In Pursuit of Realism
Schiele, born 1890, was an Austrian painter and a protégé of Gustav Klimt. Schiele was primarily a figurative painter, famed for the intensity and controversial nature of many of his works. His use of the human form and twisted shapes have the early exponent of Expressionism, and his influences are evident in his work. In his early life he was strongly influenced by his teacher Klimt, and there are hints of influences from Art Nouvaue and Kokoschka.
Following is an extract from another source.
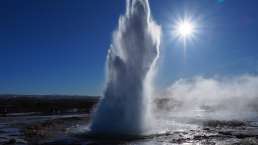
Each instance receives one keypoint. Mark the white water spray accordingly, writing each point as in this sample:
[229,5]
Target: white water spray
[125,107]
While Schiele had a relatively successful career as an artist in his short life, much of his work was seen as highly controversial. In 1911, when he and his partner moved to his mothers birth place, he was actually driven from the town for supposedly employing the local teenage girls as models. In 1912 he was arrested for seducing a young girl under the age of consent, though eventually those charges where dropped. What he was imprisoned for was his possession of more than a hundred drawing that where seen as pornographic. He was found guilty of having erotic drawings in a place accessible to children, but only spent a further 3 days in prison.
Many of Schiele’s more explicit drawings were done for his own pleasure, though some where sold as pornography to other people. His work has a very abstract style, evident even in his more realistic pieces, which is something I find quite interesting. His work does not try to replicate real life, and even the more erotic poses don’t have the style or tone that tries to be arousing.
I find much of his work, primarily the earlier nudes, quite dark. They tend to show younger, often malnourished girls, in dark tones and colours, which feels more like a comment on the poverty, and attitude towards sexuality that he was surrounded by. Schiele had an unapologetic attitude towards sex and nudity, and I feel it’s this which made him a relevant, and truly talented artist. He died during the Spanish flu pandemic in 1918, 3 days after his pregnant wife, aged 28.